Правда, по соседству с нами живет толстая и пугливая норвежка…
Мы плывем на допотопной фелюге с мотором... Бока Каторска. Выдуманная в детстве страна. Швамбрандия. Анимация с мультипликацией. Цепь заливов, зажатых высокими горами, с которых сбегают по склонам дома, крытые красной черепицей. Через узкий пролив к Катору медленно продвигается несоразмерно огромный белоснежный лайнер... Как-то всего с избытком… 
Мы плывем от форта Мамула в Игало. Капитан – с седой шкиперской бородкой – настоящий морской волк. В песне, льющейся из динамиков, мне слышиться «Орера». Пассажиры развалились по лавкам. Это сербы. Это Кастурица. Что-то цыганское в них. С примесью абхазского. В лицах нет ничего такого интеллектуального. Умность их обошла. И в них нет нашей мрачности. Нет агрессии. Но дружелюбия особого тоже нет…  Есть что-то такое… Знание себя…

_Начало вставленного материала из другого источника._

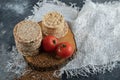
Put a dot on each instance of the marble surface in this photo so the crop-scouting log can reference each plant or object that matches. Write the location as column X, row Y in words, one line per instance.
column 10, row 15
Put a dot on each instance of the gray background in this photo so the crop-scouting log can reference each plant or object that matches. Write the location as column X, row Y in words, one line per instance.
column 9, row 18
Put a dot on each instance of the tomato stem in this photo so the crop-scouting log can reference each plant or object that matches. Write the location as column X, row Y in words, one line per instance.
column 54, row 41
column 63, row 45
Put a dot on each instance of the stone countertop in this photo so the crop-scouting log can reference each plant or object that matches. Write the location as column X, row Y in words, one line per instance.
column 9, row 16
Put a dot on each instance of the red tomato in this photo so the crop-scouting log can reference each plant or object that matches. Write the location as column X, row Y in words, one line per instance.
column 49, row 43
column 64, row 50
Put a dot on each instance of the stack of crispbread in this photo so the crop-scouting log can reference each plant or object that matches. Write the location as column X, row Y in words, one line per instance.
column 28, row 37
column 54, row 24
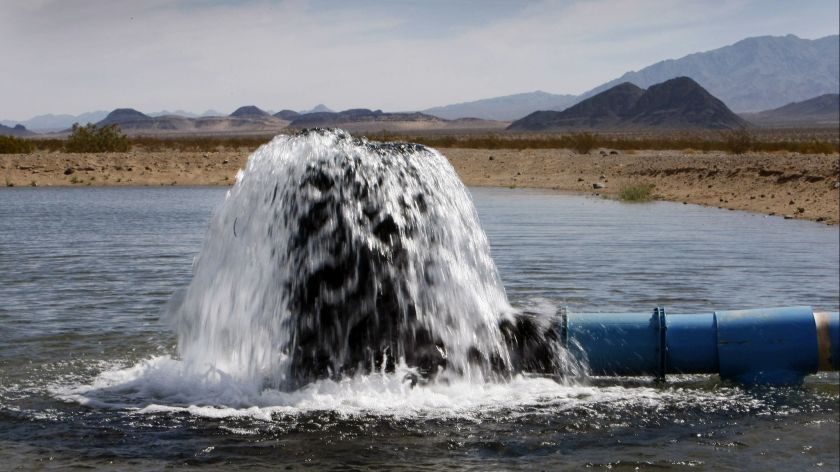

Рядом с нашими апартаментами располагается кафе-бар «Мрак». Я так и не узнал, что это значит. Во мне тоже не осталось здесь ничего интеллектуального (было ли…) Ни о чем не думаю. Ничего не пишу. Но среди ночи посередине феерических сюжетных сновидений вдруг просыпаюсь. Сны просятся, чтобы я их записал, но лень вставать.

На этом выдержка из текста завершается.